Participating In Your Own Community

March 7, 2013Comments Off

The aloof god-like figure is archaic. 

I attended an internal training session for organizations participating in online communities last year. It included gems such as; "don't discuss company matters", "don't comment on potential problems", "don't express emotions", "don't reveal your name or any personal details", "don't give your opinion".

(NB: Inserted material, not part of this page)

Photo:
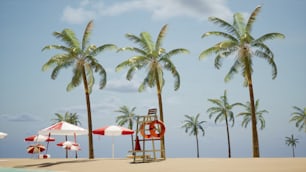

I'm sure legal representatives love this, but it leads to fake conversations like this

The community manager doesn't need to be the star of the community. They do need to be a visible participant. It helps if they're liked and build relationships with members. They need to be human. Let's refresh some rules from 2 years ago:

  1. Write in 1st person. People talk to people. The us is a clear sign that this is an organization that won't pay attention to your response. 
  2. Lead with the question, not the content. e.g. What do you think about {x}? I've been considering {y} or {x} for some time. I noticed recently that {x} now has {something}. Does anyone know much about this? 
  3. Engage first, tell second. If you would like convey information in this way, then ask people what they think about it first. Then when they reply you can respond with more information weave into your own thoughts.
  4. Ask specific people in the community to reply. Pick out popular community members and ask them to reply first. e.g. "I would love to hear what Mike or Joanna think about this."
  5. Phrase it as a personal questionHas anyone had any experience with ….?
  6. Use closed questions. Do you think this will be better than {y}. How many of you think this will have a big impact on {y}?
  7. State your opinion. If you want someone's opinion, it helps to give an opinion. People can then agree or disagree with you. 
  8. Tell a personal relevance story. Begin with a story. Why are you asking this? Why do you want their opinion? Not why the organization wants their opinion – but why you, personally, want their opinion. Let people know more about you. 

The set of rules endemic in corporate community management training is both patronising to potential participants, reduces motivation to participate, and damages communities. Fortuntely, this is an easy thing to change.